The great wealth that the financial sector created and concentrated gave bankers enormous political weight—a weight not seen in the U.S. since the era of J.P. Morgan (the man).
Similarly, Desmond Lachman pens "Re-Emerging as an Emerging Market" (Washington Post), which begins:
Back in the spring of 1998, when Boris Yeltsin was still at Russia's helm, I led a group of global investors to Moscow to find out firsthand where the Russian economy was headed. My long career with the International Monetary Fund and on Wall Street had taken me to "emerging markets" throughout Asia, Eastern Europe and Latin America, and I thought I'd seen it all. Yet I still recall the shock I felt at a meeting in Russia's dingy Ministry of Finance, where I finally realized how a handful of young oligarchs were bringing Russia's economy to ruin in the pursuit of their own selfish interests, despite the supposed brilliance of Anatoly Chubais, Russia's economic czar at the time.

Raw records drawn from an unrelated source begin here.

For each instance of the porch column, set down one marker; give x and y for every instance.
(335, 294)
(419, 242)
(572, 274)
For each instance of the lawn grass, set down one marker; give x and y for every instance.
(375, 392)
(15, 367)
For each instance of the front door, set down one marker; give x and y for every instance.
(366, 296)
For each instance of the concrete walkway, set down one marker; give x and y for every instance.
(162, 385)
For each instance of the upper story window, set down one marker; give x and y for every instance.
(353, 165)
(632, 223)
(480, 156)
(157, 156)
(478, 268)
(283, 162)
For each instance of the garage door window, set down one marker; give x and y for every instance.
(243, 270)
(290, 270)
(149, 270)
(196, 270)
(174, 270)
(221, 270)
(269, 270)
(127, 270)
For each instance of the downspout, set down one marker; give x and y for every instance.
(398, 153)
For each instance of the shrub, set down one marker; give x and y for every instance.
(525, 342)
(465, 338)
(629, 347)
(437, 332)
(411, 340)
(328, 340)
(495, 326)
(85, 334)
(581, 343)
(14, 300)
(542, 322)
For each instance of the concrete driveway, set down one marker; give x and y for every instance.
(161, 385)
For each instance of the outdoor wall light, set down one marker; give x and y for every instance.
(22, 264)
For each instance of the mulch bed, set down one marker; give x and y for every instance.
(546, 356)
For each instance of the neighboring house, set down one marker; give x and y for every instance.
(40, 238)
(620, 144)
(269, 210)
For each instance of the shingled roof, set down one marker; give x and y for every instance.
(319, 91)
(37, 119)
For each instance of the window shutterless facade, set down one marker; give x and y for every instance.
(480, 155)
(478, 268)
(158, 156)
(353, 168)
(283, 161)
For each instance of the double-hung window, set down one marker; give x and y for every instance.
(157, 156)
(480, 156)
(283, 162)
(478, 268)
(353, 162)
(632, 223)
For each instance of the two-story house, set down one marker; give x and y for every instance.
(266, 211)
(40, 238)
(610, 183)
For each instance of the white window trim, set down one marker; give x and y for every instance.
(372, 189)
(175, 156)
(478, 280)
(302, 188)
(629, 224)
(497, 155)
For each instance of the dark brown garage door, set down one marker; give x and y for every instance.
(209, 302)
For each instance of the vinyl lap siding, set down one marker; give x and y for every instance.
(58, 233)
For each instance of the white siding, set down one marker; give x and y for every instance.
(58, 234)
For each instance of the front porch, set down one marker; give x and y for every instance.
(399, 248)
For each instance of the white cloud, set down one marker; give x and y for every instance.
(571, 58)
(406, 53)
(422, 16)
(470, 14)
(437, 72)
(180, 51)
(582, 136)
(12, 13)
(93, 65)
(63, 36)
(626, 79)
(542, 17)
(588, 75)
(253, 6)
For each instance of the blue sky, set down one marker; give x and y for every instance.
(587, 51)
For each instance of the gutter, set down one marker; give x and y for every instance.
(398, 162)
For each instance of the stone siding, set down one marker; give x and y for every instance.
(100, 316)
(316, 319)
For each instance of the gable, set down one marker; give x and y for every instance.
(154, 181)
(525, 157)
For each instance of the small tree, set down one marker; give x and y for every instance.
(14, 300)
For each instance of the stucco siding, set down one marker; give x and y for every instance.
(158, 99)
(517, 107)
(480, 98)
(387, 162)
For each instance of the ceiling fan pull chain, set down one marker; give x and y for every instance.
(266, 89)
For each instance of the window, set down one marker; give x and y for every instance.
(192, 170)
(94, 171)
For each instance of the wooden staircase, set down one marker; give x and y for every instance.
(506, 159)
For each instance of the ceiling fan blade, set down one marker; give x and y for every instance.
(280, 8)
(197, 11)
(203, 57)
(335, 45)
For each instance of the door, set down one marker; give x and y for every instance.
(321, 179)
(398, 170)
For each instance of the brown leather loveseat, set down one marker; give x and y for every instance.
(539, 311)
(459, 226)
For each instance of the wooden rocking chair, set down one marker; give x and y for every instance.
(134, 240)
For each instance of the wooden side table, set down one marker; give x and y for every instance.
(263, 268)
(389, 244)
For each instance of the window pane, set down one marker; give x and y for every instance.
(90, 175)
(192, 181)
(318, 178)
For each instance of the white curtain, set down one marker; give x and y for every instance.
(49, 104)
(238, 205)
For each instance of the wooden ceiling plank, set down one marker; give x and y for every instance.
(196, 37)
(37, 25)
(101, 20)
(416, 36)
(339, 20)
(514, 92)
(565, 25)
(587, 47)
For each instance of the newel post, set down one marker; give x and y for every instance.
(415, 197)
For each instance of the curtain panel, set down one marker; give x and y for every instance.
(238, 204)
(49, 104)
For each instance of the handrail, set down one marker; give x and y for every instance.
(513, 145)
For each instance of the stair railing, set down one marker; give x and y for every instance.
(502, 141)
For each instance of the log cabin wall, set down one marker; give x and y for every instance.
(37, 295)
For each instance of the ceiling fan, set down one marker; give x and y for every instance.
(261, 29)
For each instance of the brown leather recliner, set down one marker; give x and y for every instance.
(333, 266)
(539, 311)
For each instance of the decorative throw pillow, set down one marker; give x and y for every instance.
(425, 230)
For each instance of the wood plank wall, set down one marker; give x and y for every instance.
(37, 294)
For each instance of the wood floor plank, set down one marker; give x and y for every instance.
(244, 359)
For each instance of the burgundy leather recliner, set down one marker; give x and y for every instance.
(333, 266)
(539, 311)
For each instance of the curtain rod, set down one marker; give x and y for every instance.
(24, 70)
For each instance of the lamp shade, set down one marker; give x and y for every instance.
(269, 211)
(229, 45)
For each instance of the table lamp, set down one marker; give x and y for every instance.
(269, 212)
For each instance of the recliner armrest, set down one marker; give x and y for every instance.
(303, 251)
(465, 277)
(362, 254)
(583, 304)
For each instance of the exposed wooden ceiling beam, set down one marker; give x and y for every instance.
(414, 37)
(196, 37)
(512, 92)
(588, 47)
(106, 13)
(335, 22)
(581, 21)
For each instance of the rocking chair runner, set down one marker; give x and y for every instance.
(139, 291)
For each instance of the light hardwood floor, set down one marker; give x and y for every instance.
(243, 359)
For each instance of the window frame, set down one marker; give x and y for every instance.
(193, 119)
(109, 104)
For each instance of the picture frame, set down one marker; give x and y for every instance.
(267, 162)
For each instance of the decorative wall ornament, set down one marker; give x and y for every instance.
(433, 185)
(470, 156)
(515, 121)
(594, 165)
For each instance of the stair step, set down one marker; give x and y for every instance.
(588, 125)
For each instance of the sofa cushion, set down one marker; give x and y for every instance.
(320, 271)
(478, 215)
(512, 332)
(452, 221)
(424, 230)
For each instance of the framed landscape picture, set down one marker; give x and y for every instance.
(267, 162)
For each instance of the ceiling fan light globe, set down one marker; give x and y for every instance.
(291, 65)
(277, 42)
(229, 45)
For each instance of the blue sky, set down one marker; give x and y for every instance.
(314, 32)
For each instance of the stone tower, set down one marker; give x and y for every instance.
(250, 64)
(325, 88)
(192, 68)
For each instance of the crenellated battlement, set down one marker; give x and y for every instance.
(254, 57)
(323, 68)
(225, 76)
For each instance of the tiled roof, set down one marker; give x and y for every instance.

At the time, I could not imagine that anything remotely similar could happen in the United States. Indeed, I shared the American conceit that most emerging-market nations had poorly developed institutions and would do well to emulate Washington and Wall Street. These days, though, I'm hardly so confident. Many economists and analysts are worrying that the United States might go the way of Japan, which suffered a "lost decade" after its own real estate market fell apart in the early 1990s. But I'm more concerned that the United States is coming to resemble Argentina, Russia and other so-called emerging markets, both in what led us to the crisis, and in how we're trying to fix it.
Finally, another Obama supporter (gingerly) criticizes him for his latest bail-out plan, in a Naked Capitalism post:
Guest Post: The new bailouts are an end-run around Congress
Submitted by Edward Harrison of the site Credit Writedowns
Edward Harrison here. What follows is a post I wrote for Credit Writedowns last night. Before I present the post, I want to make a few editorial comments, however.
First, for full disclosure, I support Barack Obama. I voted for him, campaigned for him and contributed to his run for office. I am happy to see him as President.
Nevertheless, he is now making policy that affects us all. As a blogger, I am required to show some objectivity in analyzing his policy decisions. I am not altogether content with that policy and my articles do reflect this.
The Harrison article is a bit lengthy and thinly edited. It presents the Obama-Geithner bank bailout plan in the context of another end-run around Congress, namely the 1995 Mexico bailout engineered by Treasury and the IMF; the legality of the current plan is questioned. It is presented here because it documents the continued flow of Obama supporters who have seen that his policies toward Big Finance are essentially those of George W. Bush, and have begun to criticize him by name. This continuity of policy has been emphasized by this blog since its founding. I continue to believe that Mr. Geithner belongs elsewhere, and should be replaced by someone more adversarial to large complex financial institutions.